What future for Algeria's claims in Mediterranean waters?

The last country to establish its exclusive economic zone (EEZ) in the eastern basin of the Mediterranean was Algeria. In 2018 and not without controversy, presidential decree 18-96 issued by the Tebboune cabinet brought turbulence to the waters of the Mediterranean.
Algeria unilaterally claimed Mediterranean waters corresponding to Spanish and Italian EEZs in the latitudes of the Balearic island of Cabrera and Sardinia. European governments responded by rejecting Algeria's claims and expressing their 'no' to the United Nations Secretary General and the International Tribunal for the Law of the Sea.
At a time when Spain and Italy's relations with Algeria diverge completely, what does the future hold for these negotiations, which appear to have been at a complete standstill since 2020?
While Spain has opened dialogue tables with Morocco to settle its maritime disputes, a similar body with Algeria does not yet exist. Nor is it expected in the short to medium term due to the growing tension between the governments of Sánchez and Tebboune following the breakdown of the Treaty of Good Neighbourliness, Friendship and Cooperation due to Spain's change of position on the Sahara dossier.
The main complaint of Spain's permanent delegation to the United Nations lies in Algeria's unilateralism in defining its EEZ, without taking into account the principle of equidistance in the delineation of the boundaries, as well as the lack of precision in the Algerian demand regarding the method used to calculate the defined zone, according to the analysis of Selma Sassi, a researcher at the University of Algiers 1.
The routes presented by the government of Tebboune exceed excessively half of the 160 nautical mile route that separates the Algerian coast from the island of Cabrera, touching the contiguous waters of the Balearic archipelago that extend 24 nautical miles from the island's coast and which represent the ultimate maximum of Spain's absolute sovereignty over the waters surrounding its land.

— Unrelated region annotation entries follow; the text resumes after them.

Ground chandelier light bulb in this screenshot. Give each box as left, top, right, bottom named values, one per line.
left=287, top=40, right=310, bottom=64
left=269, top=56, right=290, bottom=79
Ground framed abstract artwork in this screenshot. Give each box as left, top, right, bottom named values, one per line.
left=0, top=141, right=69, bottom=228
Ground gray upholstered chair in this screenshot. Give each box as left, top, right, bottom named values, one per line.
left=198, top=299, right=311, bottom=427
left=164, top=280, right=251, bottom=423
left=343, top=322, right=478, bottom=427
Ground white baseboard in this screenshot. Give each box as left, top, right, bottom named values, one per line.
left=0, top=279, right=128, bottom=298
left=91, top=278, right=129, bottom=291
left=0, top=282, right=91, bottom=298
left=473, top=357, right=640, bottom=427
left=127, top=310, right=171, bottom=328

For its part, Algeria responded that the Spanish delineation of the EEZ, made prior to the Algerian one, did not take into account the norms dictated by the United Nations Convention on the Law of the Sea (UNCLOS) and that it encroached on the EEZ requested by Algeria. According to the map drawn up by the Marineregions.org website, which uses the equidistant line methodology to draw EEZs outside of what is claimed by each country, the EEZ presented by Spain to the United Nations effectively invades the EEZ that Algeria can claim.
For its part, the European Union, through the mapping service of the External Action, also uses the median methodology to delineate the EEZs of member countries.
Possibly for these reasons, both governments hastened to declare to the public, when the Foreign Affairs portfolio was still in the hands of González-Laya, that there was no dispute between the governments and that they accepted the median delineation.
The changes in relations between Madrid and Algiers could bring about changes in this cordial stance and tacit agreement. The economic sovereignty and exploitation of the waters at stake could bring interesting benefits to both sides.
From the Italian side, the situation is similar to that of Spain. The Algerian EEZ presented in the 2018 presidential decree reached the contiguous waters 24 miles off the coast of Sardinia, well above the median drawn by Marineregions.org.

In Italy, the issue is causing controversy on the opposition benches of the government and in the media, who wonder whether Luigi Di Maio's ministry might not have "sold" the waters of the Sardinian island to Algeria, at the request of the energy company Eni, in order to gain Tebboune's favour in the exploitation and exploration of new gas fields, as well as to ensure a good supply of gas from Sonatrach.
Underwater
According to Selma Sassi, hydrocarbon fields in the western Mediterranean were not particularly important or well known until the more recent explorations that largely motivated the wave of EEZs by the basin states. However, there are now important indications that control of the waters is an important asset in regional geopolitics.
Algeria has been particularly active in this regard with off-shore joint ventures between the state-owned Sonatrach with Italy's Eni and France's Total. Sassi concludes that, albeit belated, Algeria's claim to its EEZ may bring considerable benefits to the Algerian state in the future. However, he underlines the dangers that hydrocarbon exploitation in the Mediterranean could pose for the protection of the environment, which is very fragile due to the basin's quasi-enclosed status.